Sci Total Environ. 2020 Oct 15:739:139954. doi: 10.1016/j.scitotenv.2020.139954. Epub 2020 Jun 5.

Abstract

Check dams are considered to be one of the most effective measures for conservation of the soil and water resources. However, identifying the most suitable sites for the installation of check dams remain quite demanding. This research investigates and compares five machine learning algorithms (MLAs) - boosted regression trees (BRT), multivariate adaptive regression spline (MARS), mixture discriminant analysis (MDA), random forest (RF), and support vector machine (SVM) - for generating check-dam site-suitability maps (CDSSMs) and assessing them in Firuzkuh County, Iran. First, the locations of 475 existing check dams were monitored, registered, and divided into calibration (70%) and testing datasets (30%) for training and validation of the models. Fourteen check-dam conditioning factors (CDCFs) were selected and checked for multicollinearity. The relative importance of the CDCFs assessed using the elastic net (ENET) algorithm. Results demonstrated that distance from river (DFR) and drainage density (DD) to be the most significant factors for mapping the suitable sites for the erection of check dams. This research revealed that all of five MLAs had excellent accuracy for predicting the check-dam site-suitability with high AUC values: RF (0.966), SVM (0.878), MARS (0.878), MDA (0.844), and BRT (0.843).
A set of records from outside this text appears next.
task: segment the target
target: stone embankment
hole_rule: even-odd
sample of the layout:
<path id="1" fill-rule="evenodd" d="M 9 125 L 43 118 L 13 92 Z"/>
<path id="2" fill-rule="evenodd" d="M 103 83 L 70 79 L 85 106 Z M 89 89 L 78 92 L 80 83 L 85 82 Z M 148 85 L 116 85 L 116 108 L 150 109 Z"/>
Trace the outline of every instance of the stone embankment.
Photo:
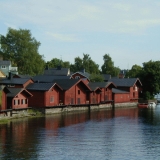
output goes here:
<path id="1" fill-rule="evenodd" d="M 116 108 L 128 108 L 137 107 L 137 103 L 116 103 L 116 104 L 101 104 L 101 105 L 86 105 L 86 106 L 61 106 L 61 107 L 49 107 L 49 108 L 28 108 L 28 109 L 15 109 L 0 112 L 0 120 L 41 116 L 46 114 L 77 112 L 77 111 L 94 111 L 99 109 L 116 109 Z"/>

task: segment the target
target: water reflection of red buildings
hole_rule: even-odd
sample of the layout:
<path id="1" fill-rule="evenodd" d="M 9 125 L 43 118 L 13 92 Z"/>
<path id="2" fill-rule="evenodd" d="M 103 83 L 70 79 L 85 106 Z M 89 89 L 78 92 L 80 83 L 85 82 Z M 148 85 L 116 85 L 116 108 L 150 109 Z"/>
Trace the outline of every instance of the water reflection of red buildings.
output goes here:
<path id="1" fill-rule="evenodd" d="M 59 114 L 56 116 L 46 116 L 45 128 L 49 130 L 57 130 L 59 127 L 67 127 L 78 123 L 84 123 L 89 120 L 111 119 L 115 117 L 137 118 L 138 109 L 116 109 L 116 110 L 100 110 L 92 112 Z"/>
<path id="2" fill-rule="evenodd" d="M 59 134 L 59 128 L 68 127 L 80 123 L 86 123 L 87 121 L 101 121 L 104 119 L 112 119 L 116 117 L 129 117 L 137 119 L 138 109 L 116 109 L 116 110 L 100 110 L 91 112 L 78 112 L 68 114 L 57 114 L 48 115 L 41 118 L 33 119 L 19 119 L 9 122 L 8 124 L 0 125 L 0 143 L 1 154 L 6 154 L 6 146 L 11 146 L 10 153 L 14 154 L 14 151 L 19 151 L 23 148 L 26 151 L 25 157 L 28 150 L 32 149 L 36 152 L 36 147 L 39 144 L 39 140 L 43 136 L 57 136 Z M 39 132 L 40 129 L 51 130 L 51 132 L 45 132 L 42 134 Z M 49 133 L 49 135 L 48 135 Z M 73 132 L 74 134 L 74 132 Z M 18 157 L 17 157 L 18 158 Z"/>

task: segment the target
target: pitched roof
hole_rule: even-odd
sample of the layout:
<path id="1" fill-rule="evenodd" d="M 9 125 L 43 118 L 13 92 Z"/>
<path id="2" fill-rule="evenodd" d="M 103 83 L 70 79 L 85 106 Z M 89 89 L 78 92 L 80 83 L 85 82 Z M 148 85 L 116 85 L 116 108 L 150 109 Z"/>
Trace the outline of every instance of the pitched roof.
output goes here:
<path id="1" fill-rule="evenodd" d="M 99 88 L 106 88 L 108 87 L 110 84 L 113 84 L 112 82 L 89 82 L 88 85 L 89 86 L 95 86 L 95 87 L 99 87 Z M 114 85 L 114 84 L 113 84 Z M 116 86 L 115 86 L 116 87 Z"/>
<path id="2" fill-rule="evenodd" d="M 0 60 L 0 65 L 11 65 L 11 61 Z"/>
<path id="3" fill-rule="evenodd" d="M 48 68 L 44 70 L 44 75 L 54 75 L 54 76 L 68 76 L 70 75 L 69 68 Z"/>
<path id="4" fill-rule="evenodd" d="M 55 85 L 57 85 L 57 84 L 56 83 L 32 83 L 32 84 L 29 84 L 26 87 L 26 89 L 27 90 L 34 90 L 34 91 L 48 91 Z M 59 87 L 59 88 L 61 89 L 61 87 Z"/>
<path id="5" fill-rule="evenodd" d="M 132 87 L 137 81 L 140 82 L 138 78 L 112 78 L 109 80 L 109 82 L 113 82 L 117 87 Z"/>
<path id="6" fill-rule="evenodd" d="M 109 79 L 111 79 L 110 74 L 101 74 L 101 76 L 104 78 L 104 81 L 108 81 Z"/>
<path id="7" fill-rule="evenodd" d="M 56 79 L 70 79 L 69 76 L 49 76 L 49 75 L 37 75 L 32 78 L 34 82 L 51 83 Z"/>
<path id="8" fill-rule="evenodd" d="M 15 97 L 17 94 L 21 93 L 21 92 L 26 92 L 29 96 L 32 96 L 31 93 L 29 93 L 26 89 L 24 88 L 7 88 L 8 93 L 7 93 L 7 97 Z"/>
<path id="9" fill-rule="evenodd" d="M 7 85 L 7 84 L 24 84 L 26 83 L 27 81 L 29 81 L 30 78 L 11 78 L 11 79 L 8 79 L 8 78 L 1 78 L 0 79 L 0 84 L 4 84 L 4 85 Z"/>
<path id="10" fill-rule="evenodd" d="M 88 86 L 90 87 L 90 89 L 92 90 L 92 91 L 96 91 L 96 90 L 101 90 L 98 86 L 95 86 L 95 85 L 92 85 L 92 84 L 88 84 Z"/>
<path id="11" fill-rule="evenodd" d="M 124 90 L 120 90 L 120 89 L 117 89 L 117 88 L 112 88 L 112 93 L 129 93 L 129 92 L 124 91 Z"/>

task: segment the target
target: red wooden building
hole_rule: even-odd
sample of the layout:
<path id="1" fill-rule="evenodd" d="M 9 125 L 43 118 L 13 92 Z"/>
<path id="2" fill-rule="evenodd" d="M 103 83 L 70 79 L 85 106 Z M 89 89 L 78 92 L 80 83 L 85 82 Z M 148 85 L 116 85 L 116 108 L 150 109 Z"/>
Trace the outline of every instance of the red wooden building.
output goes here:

The most accurate model (RF) showed that 16.95%, 35.55%, 31.08%, and 16.42% of study area comes under low, moderate, high, and very high suitability classes. The outcome achieved by this research will be helpful to sustainability planners and managers in constructing check dams at suitable sites for better conservation of soil and water resources.

Keywords: CDCFs; Check dams; Elastic net; Machine learning algorithm; Variables importance.